Big n Japan

hey there !
Kimsenin okumadığı bloğuma yine de entry girerek kendi kendime konuşmuş oluyrum ama olsun. bu da birşeydir.
Nasıl olsa kimse okumuyor diye özgece yazıyorum yani tüm dilbilgisi kurallarını yıkarak ve cümleleri tersinden kurarak.

Neyse evet bu japonyadaki ilk haftamı doldurma yazım olsun. neler gördüm neler hissettim ne düşündüm bir yazayım da sonra okur okur hatırlarım dedim.
ilk geldiğimde çok beğendim tokyoyu çünkü çok çok çok kolaydı gitek istediğim yeri bulmak.
Muhtemelen bu yazıyı okuyorsanız zaten bizim işleri biliyorsunuz, ama yinede gün  içinde pek laboratuardan çıkmadığımı ve aslında toplamda sadece iki bçk günü tokyo sokaklarında geçirdiğimi hatırlatayım.
İlk olarka, Japonlar için radyasyon önemli bir konu fazlası ile önemlibir konu.
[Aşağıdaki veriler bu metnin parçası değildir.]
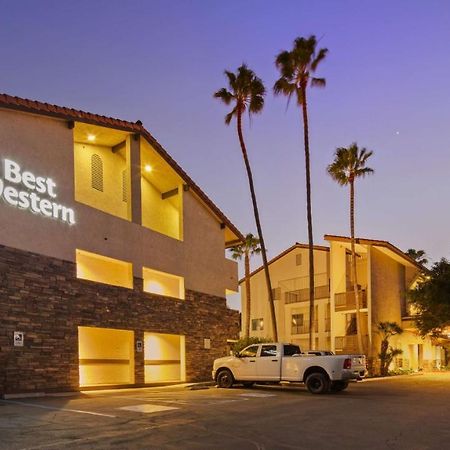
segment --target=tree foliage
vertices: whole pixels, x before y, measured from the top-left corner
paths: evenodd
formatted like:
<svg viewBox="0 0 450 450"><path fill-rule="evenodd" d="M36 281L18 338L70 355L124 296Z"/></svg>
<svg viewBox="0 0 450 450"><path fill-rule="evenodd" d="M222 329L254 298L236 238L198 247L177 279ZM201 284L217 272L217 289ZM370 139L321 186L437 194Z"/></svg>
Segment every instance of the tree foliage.
<svg viewBox="0 0 450 450"><path fill-rule="evenodd" d="M442 258L422 277L409 298L415 307L415 321L422 336L448 337L450 332L450 262Z"/></svg>
<svg viewBox="0 0 450 450"><path fill-rule="evenodd" d="M319 64L325 59L328 49L316 49L315 36L308 38L298 37L294 41L292 50L282 51L275 60L275 65L280 71L281 77L273 86L275 95L285 95L288 101L293 95L297 104L302 105L305 98L306 87L325 87L325 78L314 76Z"/></svg>
<svg viewBox="0 0 450 450"><path fill-rule="evenodd" d="M259 239L252 233L245 235L245 240L241 244L230 248L231 257L233 259L242 259L242 257L259 255L261 253L261 245Z"/></svg>
<svg viewBox="0 0 450 450"><path fill-rule="evenodd" d="M356 178L371 175L374 170L366 167L372 151L359 148L356 142L350 147L339 147L334 154L334 161L328 166L328 174L341 186L352 183Z"/></svg>
<svg viewBox="0 0 450 450"><path fill-rule="evenodd" d="M402 334L403 329L396 322L379 322L378 332L381 335L381 349L378 354L380 358L380 375L386 376L389 373L389 366L392 360L403 353L399 348L392 348L389 339L396 334Z"/></svg>
<svg viewBox="0 0 450 450"><path fill-rule="evenodd" d="M414 259L414 261L422 264L422 266L426 266L428 264L428 258L425 250L416 250L415 248L409 248L406 254L410 258Z"/></svg>

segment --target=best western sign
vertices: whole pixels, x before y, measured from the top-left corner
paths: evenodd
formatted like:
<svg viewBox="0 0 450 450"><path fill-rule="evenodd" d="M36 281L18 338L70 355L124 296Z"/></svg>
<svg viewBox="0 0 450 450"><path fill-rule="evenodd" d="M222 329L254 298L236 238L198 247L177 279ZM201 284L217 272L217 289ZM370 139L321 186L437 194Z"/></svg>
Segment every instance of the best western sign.
<svg viewBox="0 0 450 450"><path fill-rule="evenodd" d="M10 159L3 160L0 198L11 206L69 224L75 223L74 210L54 201L56 184L51 178L22 171L19 164Z"/></svg>

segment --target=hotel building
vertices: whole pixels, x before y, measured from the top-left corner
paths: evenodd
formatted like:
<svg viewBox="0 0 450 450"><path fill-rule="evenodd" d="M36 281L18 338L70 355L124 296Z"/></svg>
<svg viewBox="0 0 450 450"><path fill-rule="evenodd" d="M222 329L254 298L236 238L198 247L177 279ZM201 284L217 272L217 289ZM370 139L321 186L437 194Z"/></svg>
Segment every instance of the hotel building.
<svg viewBox="0 0 450 450"><path fill-rule="evenodd" d="M139 121L0 95L0 394L209 379L241 239Z"/></svg>
<svg viewBox="0 0 450 450"><path fill-rule="evenodd" d="M356 305L351 270L350 238L325 235L329 246L314 247L314 348L357 353ZM404 330L390 345L403 353L391 369L432 369L444 352L429 337L421 338L407 301L407 291L424 268L387 241L357 239L357 283L362 304L365 353L376 369L381 337L379 322L396 322ZM279 340L309 348L308 245L296 243L269 262ZM251 274L250 335L271 333L270 311L262 268ZM243 320L246 320L245 282L240 281Z"/></svg>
Çok canları yandıgı için radyasyondan hatırlarsınız son Fukuşima olayını, güvenlik önlemlerini abartmışlar ama iyiyde yapmışlar. Tabi bizim işimiz yat radyasyon kalk radyasyon olduğu için deney alanına girene kdar bir kaç kapıdan geçip yerin 3 kat altına iniyoruz.
İlk olarka burdak ilaboratuara gelince bana bir egitim verdiler ve dozimeteremi kullanıcı kartımı fln verdiler. Laboratuara girebilmek için ayakkabılarımızı çıkartıp dışarıda ki dolaba koyuyoruz, ve burdaki güvenlik ayakkabılarından giyiniyoruz. bu arda dozimetre ve lab gömlegi olmadan içeri giriş yasak zaten kapılar fln açılmıyor. geldik girdik üç kat alta indik,
Peki ne kdar radyasyona maruz kalıyoruz ? boru değil bu binanın biryerlerinde 238U ışını üretiliyor ve tepkimeye sokuluyor.
adamlar bunu da düşünmüş, çıkarken tarayıcıya girip üzerimizde ne kadar alfa beta var ölçüyoruz, eger zararlı seviyenin altındaysa dışarı çıkmamıza izin veriyor sistem. üstündeyse hemen radiation safety ofice den biri gelip what  the fuck demiyor tabi bunlar japon adamlar kibarlar. üstünü başını değiştirip tekara ölçüyorlar ve genlede temiz çıkıyorsun.
zaten alfa radyasyonu bir parça kagıtla bile durudurulur beta içinde ince bir plastik yeterlidir yani en zararsız radyasyon türleridir.
 şu an şarjım bittigi için ekeyemiyorum am buraya ufak bir kontrol odası videosu ekleyere nerelerde ömrümü çürüttüğümü belgeleyecegim en kısa sürede.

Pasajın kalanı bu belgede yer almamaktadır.